Quote from CCU BSN RN
With advances in medicine, heart failure patients are living longer. They have a lot of ectopy because their hearts suck.
I'm not saying you shouldn't get lytes, and EKG, and keep your K>4 and Mg>2, and give your BB if it's indicated.
Consider a few things about Lidocaine: can put your patient into VT and literally cause a code while you're pushing it. Also, lidocaine toxicity isn't too fun when they've been on a gtt for too long.
Amio instead? Well, that's toxic to literally every organ, blows veins quicker than you can demand a central line, and has a half life of approximately 4 nuclear winters.
A few ectopic beats (or even sustained bigeminy) in a mentating patient with otherwise stable vitals? Kind of seems like asking for trouble to aggressively treat that, don't you think?
Respectfully disagree.. Aside from the elevated PVC burden that sustained Bigeminy can create, and subsequent risk for Electrically mediated cardiomyopathies down the line, Bigeminy alongside its cousins, couplets, triples, trigemini and quadrigeminy are all ominous signs for our patients.
To better understand why it pays to ask, WHY are we in Bigeminy? PVC's like any other electrical phenomenon often have an underlying anatomic or structural point of origin. What sort of anatomy causes patterns of PVC's.
The Answer: Re-Entry.. often in these sorts of situations anatomic sites of slow and fast conduction and native anatomy/ scar tissue are forming a circuit. The Bigeminal PVC can therefore be somewhat akin to an Echo Beat in AVNRT. The concern here of course being that these sorts of patterns could be the early indicators of re-entrant substrate formation that could support VT in the future. This is of exceptional concern in those patients that are at higher risk for VT in the first place (NYHA Class II+, HOCM, ARVD, MI, Surgical patients etc.)
This hypothesis has been supported by studies that have suggested increased risk for VT development (Stable or unstable) in these patients.
In my opinion the best management strategy for PVC's would be as follows:
1. Patients with a documented burden over 15% (Symptomatic or not) receive aggressive medical management, with ablation to follow in the event of unsatisfactory control.
2. Conservative medical management for symptomatic patients under 15%, with ablation to be considered only in extreme cases (prolonged impact on the patients mental health and ADL). To give a more specific example I've heard of patients coming in to appointments and break down into tears, saying they feel their life is unmanageable, they've been fired from their job and are contemplating suicide if they can't get their PVC symptoms under control.. I mean that's kind of hard to argue with. Just burn it.
3. Aggressive management of all documented cases of patterns of PVC's as well as couplets or triplets, with the primary endpoint being the suppression of the possible Re-Entrant circuit as confirmed via 24 Hour Holter, Ablate if refractory. In my opinion regardless of patient symptoms here there is enough of a risk to justify this strategy.
4. Prompt ablation in high risk patients with structural heart disease/ more advanced HF (NYHA III+ or EF <35%), where concern exists with regards to PVC burden contribution to hemodynamic status and disease progression.
In terms of Medical Management, I think the progression here is pretty well established. Beta-Blockers are the first line. If unsuccessful there Flecainide has some good results, quite a few cardiologists here like going the Calcium Channel Route as well.
Amio of course would be a bad plan in a lot of the higher risk patients, last thing you'd need is Pulmonary Toxicity in someone whos already fluid overloaded and in CHF. It can be a great option for the Bigeminy or Couplet type of patients who are perhaps a bit younger and absolutely refuse to pursue ablation. Preferably though if you get to the point where Amio is the drug of choice, you're probably already to the point where the Ablation will yield better results with comparable risk.

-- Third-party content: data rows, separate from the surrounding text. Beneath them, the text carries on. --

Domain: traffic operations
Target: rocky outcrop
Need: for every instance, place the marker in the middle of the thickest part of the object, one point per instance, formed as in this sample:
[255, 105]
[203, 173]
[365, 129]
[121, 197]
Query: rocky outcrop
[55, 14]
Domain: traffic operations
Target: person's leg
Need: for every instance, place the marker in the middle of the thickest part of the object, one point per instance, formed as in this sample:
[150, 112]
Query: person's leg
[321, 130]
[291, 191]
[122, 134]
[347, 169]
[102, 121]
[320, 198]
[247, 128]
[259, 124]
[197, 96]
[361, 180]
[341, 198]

In terms of acute management, not necessarily of pvc's per se but of arrhythmia in general, don't forget you always have ibutilide as an option to consider as well. Its a class III, without any of the nasty cosolvents, iodine concerns and toxicity risk of amio and studies have shown its actually more effective at terminating some of the same arrhythmias. What's more you dont have to worry about loading doses and infusion rates and pesky drug calcs, it's a straightforward iv push type of scenario.
At my facility ibutilide has largely replaced amiodorone as the mainstay pharmacologic option in our EP lab. Of course the principle downside here being its low oral bioavailability. I can load a patient on amio and send them home with oral amio, no such option exists with ibutilide (house calls anyone?)